Bisnis.com, JAKARTA — Presiden Joko Widodo meminta seluruh kementerian, lembaga, hingga kepala daerah untuk menindaklanjuti rekomendasi Badan Pemeriksa Keuangan atau BPK.
Salah satu temuan BPK terkait pelaksanaan investasi Badan Penyelenggara Jaminan Sosial atau BPJS Ketenagakerjaan.
Hal tersebut disampaikan oleh Jokowi dalam acara peyampaian Laporan Hasil Pemeriksaan Laporan Keuangan Pemerintah Pusat (LKPP) 2020 dan Ikhtisar Hasil Pemeriksaan Semester (IHPS) II 2020. Acara itu berlangsung pada Jumat (25/6/2021) di Istana Negara, Jakarta.
Jokowi menilai bahwa pemerintah perlu memperhatikan berbagai rekomendasi dari BPK yang ada dalam laporan tersebut, khususnya terkait pengelolaan pembiayaan anggaran pendapatan dan belanja negara (APBN). Oleh karena itu, seluruh unsur dan jajaran pemerintahan perlu menindaklajuti temuan BPK.
"Saya minta kepada para menteri, para kepala lembaga, dan kepala daerah agar semua rekomendasi pemeriksaan BPK segera ditindaklanjuti dan diselesaikan," ujar Jokowi pada Jumat (25/6/2021).
Salah satu poin yang dibahas BPK dalam IHPS II 2020 adalah terkait pengelolaan saham BPJS Ketenagakerjaan. BPK menilai tata kelola investasi BPJS Ketenagakerjaan belum sepenuhnya memadai, sehingga kehilangan kesempatan untuk memperoleh hasil pengembangan dana secara optimal.
Baca Juga
BPK pun memberikan sejumlah rekomendasi bagi BPJS Ketenagakerjaan, salah satunya untuk melakukan penjualan. BPK bahkan menyebut enam saham secara spesifik dalam laporan itu.
"BPK merekomendasikan BPJS Ketenagakerjaan agar mempertimbangkan untuk melakukan take profit atau cut loss saham-saham yang tidak ditransaksikan antara lain saham SIMP, KRAS, GIAA, AALI, LSIP, dan ITMG," tertulis dalam IHPS II 2020.

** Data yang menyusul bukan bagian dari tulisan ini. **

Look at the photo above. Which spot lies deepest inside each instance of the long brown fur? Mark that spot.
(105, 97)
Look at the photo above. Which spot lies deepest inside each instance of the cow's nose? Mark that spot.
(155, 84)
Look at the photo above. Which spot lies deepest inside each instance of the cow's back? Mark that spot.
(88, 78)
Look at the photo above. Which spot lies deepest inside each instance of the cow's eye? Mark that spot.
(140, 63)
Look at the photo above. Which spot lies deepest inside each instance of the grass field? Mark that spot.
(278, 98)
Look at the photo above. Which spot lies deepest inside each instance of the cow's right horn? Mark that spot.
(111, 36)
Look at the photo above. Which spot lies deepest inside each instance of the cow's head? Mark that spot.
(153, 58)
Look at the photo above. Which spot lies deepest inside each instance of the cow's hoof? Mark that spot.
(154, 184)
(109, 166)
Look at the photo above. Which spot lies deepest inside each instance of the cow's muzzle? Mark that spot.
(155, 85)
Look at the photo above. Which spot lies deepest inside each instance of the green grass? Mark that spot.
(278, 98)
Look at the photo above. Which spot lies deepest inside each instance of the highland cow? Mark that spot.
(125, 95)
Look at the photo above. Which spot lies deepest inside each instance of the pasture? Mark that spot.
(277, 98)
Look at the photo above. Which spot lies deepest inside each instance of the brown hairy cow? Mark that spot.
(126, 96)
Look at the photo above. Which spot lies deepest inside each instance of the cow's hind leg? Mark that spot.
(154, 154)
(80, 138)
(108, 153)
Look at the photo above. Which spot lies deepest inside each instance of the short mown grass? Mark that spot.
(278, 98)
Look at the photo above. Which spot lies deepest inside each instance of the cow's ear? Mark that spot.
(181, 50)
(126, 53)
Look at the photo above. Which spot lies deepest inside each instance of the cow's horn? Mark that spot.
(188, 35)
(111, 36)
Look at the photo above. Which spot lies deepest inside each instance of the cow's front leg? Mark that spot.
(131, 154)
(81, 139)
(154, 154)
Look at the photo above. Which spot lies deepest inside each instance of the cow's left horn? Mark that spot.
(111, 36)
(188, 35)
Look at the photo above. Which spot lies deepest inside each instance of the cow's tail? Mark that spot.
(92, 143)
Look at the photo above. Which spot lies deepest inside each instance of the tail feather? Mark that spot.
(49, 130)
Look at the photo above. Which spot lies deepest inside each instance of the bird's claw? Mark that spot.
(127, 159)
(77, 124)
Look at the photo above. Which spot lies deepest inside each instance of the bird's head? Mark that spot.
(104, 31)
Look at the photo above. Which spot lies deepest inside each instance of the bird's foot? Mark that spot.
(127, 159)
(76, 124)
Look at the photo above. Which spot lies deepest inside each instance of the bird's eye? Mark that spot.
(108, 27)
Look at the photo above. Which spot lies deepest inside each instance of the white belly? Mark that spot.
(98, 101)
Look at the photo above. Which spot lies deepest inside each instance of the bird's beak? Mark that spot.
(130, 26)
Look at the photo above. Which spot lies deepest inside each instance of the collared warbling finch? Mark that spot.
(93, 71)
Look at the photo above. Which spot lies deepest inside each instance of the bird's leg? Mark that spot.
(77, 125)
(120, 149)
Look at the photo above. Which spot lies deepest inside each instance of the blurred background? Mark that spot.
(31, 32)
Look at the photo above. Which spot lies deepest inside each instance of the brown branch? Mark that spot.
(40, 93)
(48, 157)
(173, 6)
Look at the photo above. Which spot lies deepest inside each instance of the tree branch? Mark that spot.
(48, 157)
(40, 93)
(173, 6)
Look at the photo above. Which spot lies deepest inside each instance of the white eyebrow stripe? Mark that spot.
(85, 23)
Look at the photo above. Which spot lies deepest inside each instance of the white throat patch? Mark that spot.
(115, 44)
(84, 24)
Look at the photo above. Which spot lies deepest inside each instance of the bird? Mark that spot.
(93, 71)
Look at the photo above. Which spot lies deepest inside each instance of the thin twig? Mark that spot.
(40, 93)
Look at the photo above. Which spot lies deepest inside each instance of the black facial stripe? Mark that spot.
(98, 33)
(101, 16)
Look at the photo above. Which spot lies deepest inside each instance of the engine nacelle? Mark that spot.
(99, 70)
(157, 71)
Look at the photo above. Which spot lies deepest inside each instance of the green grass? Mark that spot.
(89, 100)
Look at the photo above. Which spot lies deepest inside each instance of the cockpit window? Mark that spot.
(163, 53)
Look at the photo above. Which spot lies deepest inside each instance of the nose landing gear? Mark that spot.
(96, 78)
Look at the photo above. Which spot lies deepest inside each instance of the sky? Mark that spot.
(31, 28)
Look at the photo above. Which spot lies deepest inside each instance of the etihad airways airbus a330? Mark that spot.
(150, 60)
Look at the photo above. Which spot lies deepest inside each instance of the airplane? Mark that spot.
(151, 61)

Koordinator Advokasi BPJS Watch Timboel Siregar menilai bahwa seluruh kementerian dan lembaga memang harus menindaklanjuti rekomendasi dari BPK, tak terkecuali BPJS Ketenagakerjaan. Hal tersebut karena BPK berperan sebagai auditor negara.

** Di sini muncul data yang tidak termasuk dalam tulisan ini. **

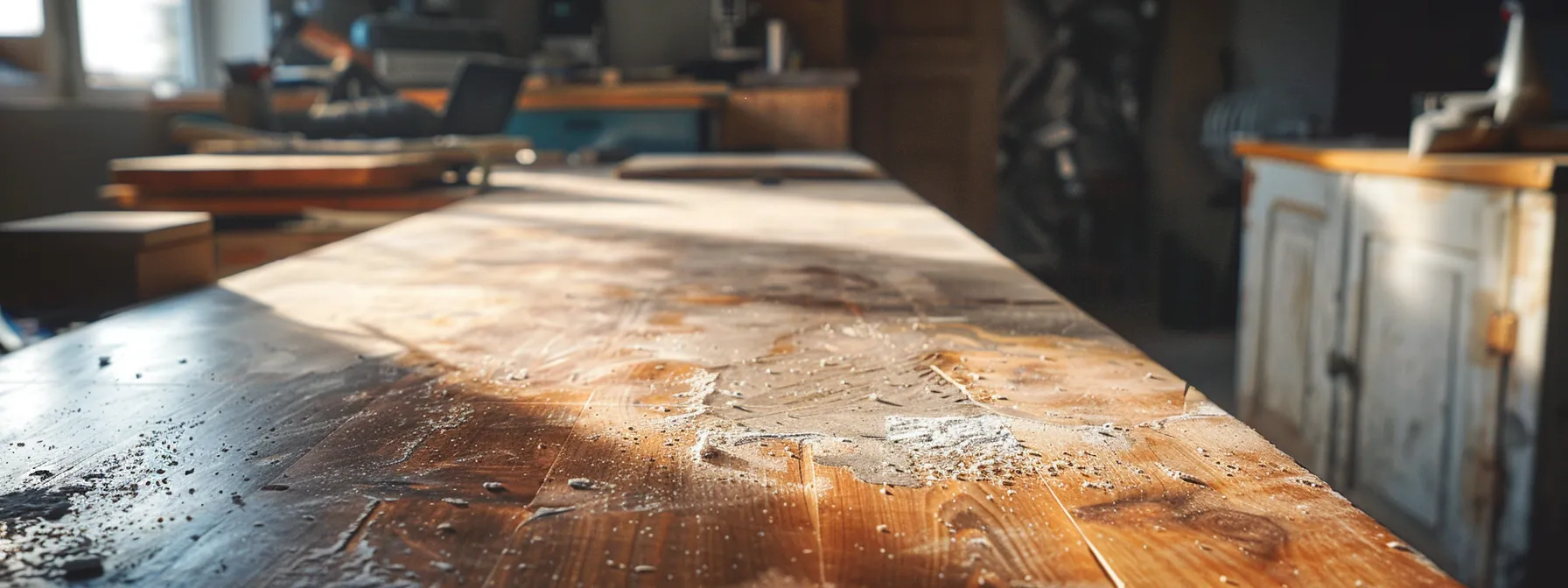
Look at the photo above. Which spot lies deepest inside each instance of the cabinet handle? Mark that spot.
(1342, 366)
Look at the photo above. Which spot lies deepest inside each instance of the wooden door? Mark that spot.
(927, 102)
(1425, 269)
(1291, 269)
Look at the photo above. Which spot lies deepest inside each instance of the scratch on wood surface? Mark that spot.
(1100, 558)
(808, 472)
(358, 528)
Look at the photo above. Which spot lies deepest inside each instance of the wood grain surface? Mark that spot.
(239, 173)
(1538, 172)
(648, 384)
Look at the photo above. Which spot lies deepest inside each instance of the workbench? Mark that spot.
(648, 383)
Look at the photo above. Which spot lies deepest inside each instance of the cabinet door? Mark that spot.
(1291, 257)
(1419, 400)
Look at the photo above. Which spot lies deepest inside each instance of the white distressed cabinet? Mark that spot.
(1394, 332)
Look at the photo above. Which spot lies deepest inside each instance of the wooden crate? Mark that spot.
(99, 261)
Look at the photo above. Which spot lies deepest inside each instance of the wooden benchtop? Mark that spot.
(1540, 172)
(635, 383)
(627, 96)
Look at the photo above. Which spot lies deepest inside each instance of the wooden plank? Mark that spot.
(799, 165)
(1201, 499)
(1538, 172)
(229, 173)
(284, 203)
(629, 96)
(730, 384)
(950, 534)
(786, 120)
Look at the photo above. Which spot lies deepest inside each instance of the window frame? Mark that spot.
(65, 79)
(51, 83)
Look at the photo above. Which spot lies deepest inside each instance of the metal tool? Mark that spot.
(1470, 121)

Meskipun begitu, lembaga seperti BPJS Ketenagakerjaan berhak memberikan penjelasan terkait sikapnya terhadap rekomendasi BPK itu, misalnya jika akan melakukan cut loss atau tidak atas saham-saham yang disebutkan. Penjelasan itu tercantum dalam jawaban resmi kepada BPK.

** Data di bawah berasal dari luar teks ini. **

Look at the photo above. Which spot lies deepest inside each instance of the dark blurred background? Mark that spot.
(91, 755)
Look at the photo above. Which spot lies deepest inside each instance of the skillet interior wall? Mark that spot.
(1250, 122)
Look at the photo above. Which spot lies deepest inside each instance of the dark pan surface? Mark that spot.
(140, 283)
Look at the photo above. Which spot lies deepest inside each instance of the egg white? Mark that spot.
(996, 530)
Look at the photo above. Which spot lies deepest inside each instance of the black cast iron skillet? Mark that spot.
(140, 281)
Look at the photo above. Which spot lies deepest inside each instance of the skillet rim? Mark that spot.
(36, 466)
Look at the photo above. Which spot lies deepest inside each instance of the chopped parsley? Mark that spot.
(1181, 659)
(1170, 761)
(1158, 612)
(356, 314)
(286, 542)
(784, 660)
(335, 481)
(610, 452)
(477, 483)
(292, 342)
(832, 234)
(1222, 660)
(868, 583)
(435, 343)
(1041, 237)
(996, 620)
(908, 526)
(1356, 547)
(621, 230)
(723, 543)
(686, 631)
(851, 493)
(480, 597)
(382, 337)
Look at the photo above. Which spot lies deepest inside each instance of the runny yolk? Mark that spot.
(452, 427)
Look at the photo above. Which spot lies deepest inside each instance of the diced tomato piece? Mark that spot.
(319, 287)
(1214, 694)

"BPJS Ketenagakerjaan sebagai lembaga di struktur kenegaraan, itu harus menjawab rekomendasi yang disebut BPK. Termasuk soal cut loss, harus menjawab, bagaimana, kalau memang tidak mampu ada perbaikan sebenarnya harus dilakukan [rekomendasi BPK]," ujar Timboel kepada Bisnis, Jumat (25/6/2021).
Menurutnya, rekomendasi dari BPK di satu sisi bersifat tantangan bagi kementerian dan lembaga terkait untuk menyelesaikan temuan yang ada. Misalnya, dalam konteks BPJS Ketenagakerjaan, badan itu ditantang untuk mengatasi kondisi unrealized loss dalam investasi saham dan reksa dana.
Timboel menilai bahwa rekomendasi itu perlu diklarifikasi agar pengelolaan dana di lembaga negara berjalan dengan optimal. Menurutnya, BPJS Ketenagakerjaan perlu menindaklanjuti rekomendasi dengan cermat untuk menghindari risiko.
"BPK bisa menyatakan kemarin sudah bilang agar BPJS Ketenagakerjaan menjual [saham], kemarin masih ada duitnya agar cut loss, sekarang misalkan saham itu sudah tidak bernilai, makin rugi kalau cut loss, BPJS bisa kena, harus tanggung jawab. BPK bisa melaporkan itu ke Kejaksaan Agung," ujarnya.
Meskipun begitu, menurutnya, rekomendasi cut loss atau take profit saham itu harus dilandasi regulasi yang jelas dan kuat. Jangan sampai BPJS Ketenagakerjaan melakukan cut loss, tapi kemudian diperhitungkan sebagai kerugian negara dan menjadi tindak pidana.